/duckdb_azure

Azure extension for DuckDB

Primary LanguageC++MIT LicenseMIT

DuckDB Azure Extension

This extension adds a filesystem abstraction for Azure blob storage to DuckDB. To use it, install latest DuckDB. The extension currently supports only reads and globs.

Basics

Setup authentication (leverages either Azure CLI or Managed Identity):

CREATE SECRET secret1 (
    TYPE AZURE,
    PROVIDER CREDENTIAL_CHAIN,
    ACCOUNT_NAME '⟨storage account name⟩'
);

Then to query a file on azure:

SELECT count(*) FROM 'az://<my_container>/<my_file>.<parquet_or_csv>';

Globbing is also supported:

SELECT count(*) FROM 'az://dummy_container/*.csv';

Other authentication methods

Other authentication options available:

Connection string

CREATE SECRET secret2 (
    TYPE AZURE,
    CONNECTION_STRING '<value>'
);

Service Principal

(replace CLIENT_SECRET with CLIENT_CERTIFICATE_PATH to use a client certificate)

CREATE SECRET azure3 (
    TYPE AZURE,
    PROVIDER SERVICE_PRINCIPAL,
    TENANT_ID '⟨tenant id⟩',
    CLIENT_ID '⟨client id⟩',
    CLIENT_SECRET '⟨client secret⟩',
    ACCOUNT_NAME '⟨storage account name⟩'
);

Access token

(its audience needs to be https://storage.azure.com)

CREATE SECRET secret4 (
    TYPE AZURE,
    PROVIDER ACCESS_TOKEN,
    ACCESS_TOKEN '<value>'
    ACCOUNT_NAME '⟨storage account name⟩'
);

Anonymous

CREATE SECRET secret5 (
    TYPE AZURE,
    PROVIDER CONFIG,
    ACCOUNT_NAME '⟨storage account name⟩'
);

Supported architectures

The extension is tested & distributed for Linux (x64, arm64), MacOS (x64, arm64) and Windows (x64)

Documentation

See the Azure page in the DuckDB documentation.

Check out the tests in test/sql for more examples.

Building

For development, this extension requires CMake, Python3, a C++11 compliant compiler, and the Azure C++ SDK. Run make in the root directory to compile the sources.
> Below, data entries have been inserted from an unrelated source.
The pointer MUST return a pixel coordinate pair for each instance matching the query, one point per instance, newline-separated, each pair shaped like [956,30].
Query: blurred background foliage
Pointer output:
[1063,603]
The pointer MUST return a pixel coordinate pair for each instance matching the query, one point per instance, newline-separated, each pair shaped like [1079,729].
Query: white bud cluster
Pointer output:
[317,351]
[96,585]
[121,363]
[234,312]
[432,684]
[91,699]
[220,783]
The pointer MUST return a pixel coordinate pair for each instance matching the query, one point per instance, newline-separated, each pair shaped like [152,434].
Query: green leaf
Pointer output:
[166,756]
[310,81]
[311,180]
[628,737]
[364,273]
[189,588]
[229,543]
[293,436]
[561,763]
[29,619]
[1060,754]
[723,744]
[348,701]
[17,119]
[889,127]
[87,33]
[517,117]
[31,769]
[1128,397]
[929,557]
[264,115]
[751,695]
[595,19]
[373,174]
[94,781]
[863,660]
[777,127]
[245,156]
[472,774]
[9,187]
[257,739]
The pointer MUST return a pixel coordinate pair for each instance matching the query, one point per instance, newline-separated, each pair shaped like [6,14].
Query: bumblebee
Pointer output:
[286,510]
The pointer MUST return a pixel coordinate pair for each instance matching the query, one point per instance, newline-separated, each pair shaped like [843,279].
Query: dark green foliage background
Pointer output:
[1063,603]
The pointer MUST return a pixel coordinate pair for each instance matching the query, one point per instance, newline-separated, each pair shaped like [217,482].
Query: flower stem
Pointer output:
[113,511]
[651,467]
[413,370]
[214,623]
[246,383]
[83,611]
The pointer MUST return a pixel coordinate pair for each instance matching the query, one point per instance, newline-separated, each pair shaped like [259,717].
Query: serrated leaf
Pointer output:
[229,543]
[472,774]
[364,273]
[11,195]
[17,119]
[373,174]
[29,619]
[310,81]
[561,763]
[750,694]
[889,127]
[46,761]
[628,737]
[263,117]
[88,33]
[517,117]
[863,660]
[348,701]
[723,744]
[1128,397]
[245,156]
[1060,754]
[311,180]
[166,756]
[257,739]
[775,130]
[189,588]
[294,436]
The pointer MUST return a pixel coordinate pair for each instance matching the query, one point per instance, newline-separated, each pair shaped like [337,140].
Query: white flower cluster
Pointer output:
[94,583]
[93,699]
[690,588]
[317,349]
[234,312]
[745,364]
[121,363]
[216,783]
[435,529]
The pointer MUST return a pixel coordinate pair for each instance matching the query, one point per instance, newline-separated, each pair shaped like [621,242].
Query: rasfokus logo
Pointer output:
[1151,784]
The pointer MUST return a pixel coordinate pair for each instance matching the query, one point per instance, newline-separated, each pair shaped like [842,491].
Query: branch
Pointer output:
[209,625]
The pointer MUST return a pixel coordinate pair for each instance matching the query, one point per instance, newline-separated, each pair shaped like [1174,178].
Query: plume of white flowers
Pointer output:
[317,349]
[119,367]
Run make debug to build a non-optimized debug version. Run make test to verify that your version works properly after making changes. Install the Azure C++ SDK using vcpkg and set the VCPKG_TOOLCHAIN_PATH environment variable when building.
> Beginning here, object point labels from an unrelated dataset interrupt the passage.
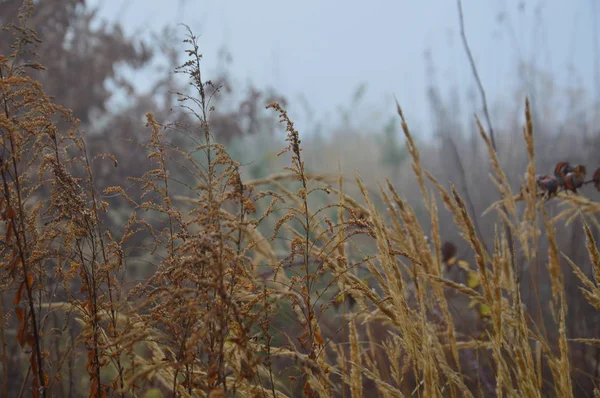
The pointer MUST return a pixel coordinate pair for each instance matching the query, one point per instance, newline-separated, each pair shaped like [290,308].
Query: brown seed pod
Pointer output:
[575,179]
[596,179]
[548,184]
[562,169]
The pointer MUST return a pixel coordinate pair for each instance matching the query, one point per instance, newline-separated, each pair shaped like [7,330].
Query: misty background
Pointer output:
[320,54]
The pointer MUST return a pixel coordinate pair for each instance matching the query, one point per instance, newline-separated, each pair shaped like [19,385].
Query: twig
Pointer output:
[475,74]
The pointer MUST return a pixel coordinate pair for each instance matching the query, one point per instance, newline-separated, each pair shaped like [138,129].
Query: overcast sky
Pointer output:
[323,50]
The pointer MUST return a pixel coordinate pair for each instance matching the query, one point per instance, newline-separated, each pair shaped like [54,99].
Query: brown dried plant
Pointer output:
[284,286]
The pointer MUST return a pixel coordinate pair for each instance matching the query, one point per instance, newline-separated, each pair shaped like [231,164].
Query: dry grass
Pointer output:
[284,286]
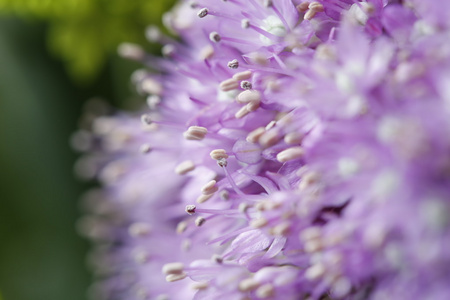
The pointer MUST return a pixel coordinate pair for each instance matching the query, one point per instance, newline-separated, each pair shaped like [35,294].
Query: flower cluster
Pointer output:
[290,149]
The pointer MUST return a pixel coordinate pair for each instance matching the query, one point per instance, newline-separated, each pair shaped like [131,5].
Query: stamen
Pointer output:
[248,96]
[175,277]
[139,229]
[173,268]
[246,85]
[248,285]
[290,154]
[234,64]
[204,198]
[265,291]
[196,133]
[254,136]
[146,119]
[199,285]
[144,149]
[190,209]
[131,51]
[241,113]
[200,221]
[229,84]
[269,138]
[242,75]
[210,188]
[214,37]
[202,12]
[218,154]
[185,167]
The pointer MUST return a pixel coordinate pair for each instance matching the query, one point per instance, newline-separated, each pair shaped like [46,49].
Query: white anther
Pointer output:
[202,12]
[265,291]
[311,233]
[302,7]
[248,96]
[243,207]
[146,119]
[214,37]
[196,133]
[217,154]
[207,52]
[270,125]
[181,227]
[200,221]
[222,162]
[315,272]
[243,75]
[293,138]
[173,268]
[228,85]
[316,6]
[254,136]
[168,50]
[245,23]
[233,64]
[241,112]
[248,284]
[204,198]
[175,277]
[131,51]
[210,188]
[190,209]
[246,85]
[145,149]
[258,223]
[139,229]
[290,154]
[199,285]
[269,138]
[185,167]
[151,86]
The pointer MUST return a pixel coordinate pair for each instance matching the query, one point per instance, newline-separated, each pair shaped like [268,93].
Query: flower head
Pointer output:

sudo apt-get update && sudo apt-get install -y git g++ cmake ninja-build libssl-dev
git clone --recursive https://github.com/duckdb/duckdb_azure
git clone https://github.com/microsoft/vcpkg
./vcpkg/bootstrap-vcpkg.sh
cd duckdb_azure
GEN=ninja VCPKG_TOOLCHAIN_PATH=$PWD/../vcpkg/scripts/buildsystems/vcpkg.cmake make

Please also refer to our Build Guide and Contribution Guide.